Though complaining about Nielsen, TV networks and advertisers have balked at paying steep rates for competitive services. “Research is expensive, and the costs get passed along,” says Horizon Media research chief Brad Adgate. “Will the industry be willing to support two ratings services? For 50 years, the answer has been no.”
Mining Set-Top Data
ErinMedia is one of several companies mining data from set-top boxes. The largest cable operators, including Comcast and Time Warner, are participating in trials to measure VOD usage and glean ratings from digital boxes. Nielsen itself has agreements to work with Comcast and Time Warner. And, as digital cable penetration grows, the prospect of utilizing the boxes for audience measurement will only get more attractive.

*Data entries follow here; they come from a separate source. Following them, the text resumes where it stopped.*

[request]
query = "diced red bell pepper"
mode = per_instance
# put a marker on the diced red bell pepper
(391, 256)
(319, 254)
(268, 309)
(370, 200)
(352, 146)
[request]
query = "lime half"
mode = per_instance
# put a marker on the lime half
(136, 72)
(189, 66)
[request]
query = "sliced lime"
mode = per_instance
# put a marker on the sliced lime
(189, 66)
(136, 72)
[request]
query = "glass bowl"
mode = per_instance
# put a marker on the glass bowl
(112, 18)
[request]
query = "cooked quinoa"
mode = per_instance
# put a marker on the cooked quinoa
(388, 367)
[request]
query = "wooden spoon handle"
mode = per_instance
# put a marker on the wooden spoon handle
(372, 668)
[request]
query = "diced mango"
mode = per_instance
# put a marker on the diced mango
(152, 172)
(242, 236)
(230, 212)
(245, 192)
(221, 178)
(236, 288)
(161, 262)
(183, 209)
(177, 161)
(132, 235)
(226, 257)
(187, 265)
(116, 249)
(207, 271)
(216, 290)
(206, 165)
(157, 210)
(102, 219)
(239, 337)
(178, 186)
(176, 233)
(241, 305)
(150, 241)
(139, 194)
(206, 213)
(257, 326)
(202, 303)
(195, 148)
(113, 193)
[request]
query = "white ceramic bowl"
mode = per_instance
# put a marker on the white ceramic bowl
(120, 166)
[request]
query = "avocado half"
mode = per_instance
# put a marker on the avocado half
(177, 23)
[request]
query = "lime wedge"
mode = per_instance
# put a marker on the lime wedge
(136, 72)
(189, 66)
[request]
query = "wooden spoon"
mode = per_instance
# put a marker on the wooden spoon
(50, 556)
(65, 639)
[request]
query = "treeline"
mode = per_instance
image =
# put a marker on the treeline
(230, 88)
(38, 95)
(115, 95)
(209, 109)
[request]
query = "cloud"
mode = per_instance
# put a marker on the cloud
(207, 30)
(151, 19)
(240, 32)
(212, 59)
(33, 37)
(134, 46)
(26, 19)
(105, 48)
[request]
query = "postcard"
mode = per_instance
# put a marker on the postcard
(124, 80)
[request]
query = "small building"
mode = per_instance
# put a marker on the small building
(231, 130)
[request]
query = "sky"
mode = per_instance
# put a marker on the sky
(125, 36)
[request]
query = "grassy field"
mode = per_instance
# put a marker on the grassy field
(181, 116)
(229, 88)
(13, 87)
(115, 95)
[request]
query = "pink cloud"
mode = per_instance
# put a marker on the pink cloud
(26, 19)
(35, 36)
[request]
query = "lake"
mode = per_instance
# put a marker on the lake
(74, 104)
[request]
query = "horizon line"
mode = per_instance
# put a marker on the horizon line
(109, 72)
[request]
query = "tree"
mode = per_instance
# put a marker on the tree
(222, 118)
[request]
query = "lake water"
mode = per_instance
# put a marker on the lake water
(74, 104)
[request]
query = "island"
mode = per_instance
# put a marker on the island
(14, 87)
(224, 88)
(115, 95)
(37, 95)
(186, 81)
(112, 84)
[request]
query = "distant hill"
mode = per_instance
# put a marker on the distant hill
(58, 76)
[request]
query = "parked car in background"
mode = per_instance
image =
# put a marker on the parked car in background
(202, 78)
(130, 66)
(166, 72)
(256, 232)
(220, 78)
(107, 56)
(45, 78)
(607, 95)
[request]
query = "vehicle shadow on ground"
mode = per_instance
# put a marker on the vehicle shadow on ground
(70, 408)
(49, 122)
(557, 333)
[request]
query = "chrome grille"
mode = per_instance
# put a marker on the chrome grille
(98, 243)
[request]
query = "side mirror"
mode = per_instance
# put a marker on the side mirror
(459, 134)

Maggio’s $14 million acquisition of ErinMedia in 2004 was driven not by a desire to beat Nielsen but rather to help ReacTV, an interactive gaming channel that he is looking to get on digital cable systems, develop a business model. On ReacTV, viewers would compete for prizes by playing skills-based games through the television. Viewers submit answers to a Web site, and a prize winner is pulled at random from the correct entries (Maggio says prizes could include anything from gift certificates to automobiles). Niche networks like ReacTV usually attract such a small audience that they fail to register even a 0.1 household rating in local markets.
Nielsen has 20 days to respond, although legal experts say the company may likely file for an extension. If ErinMedia’s lawsuit is successful, Maggio says, cable operators will have the confidence to move ahead aggressively. “The industry needs to feel like there is momentum. They want to see proof that the monopoly can be broken.”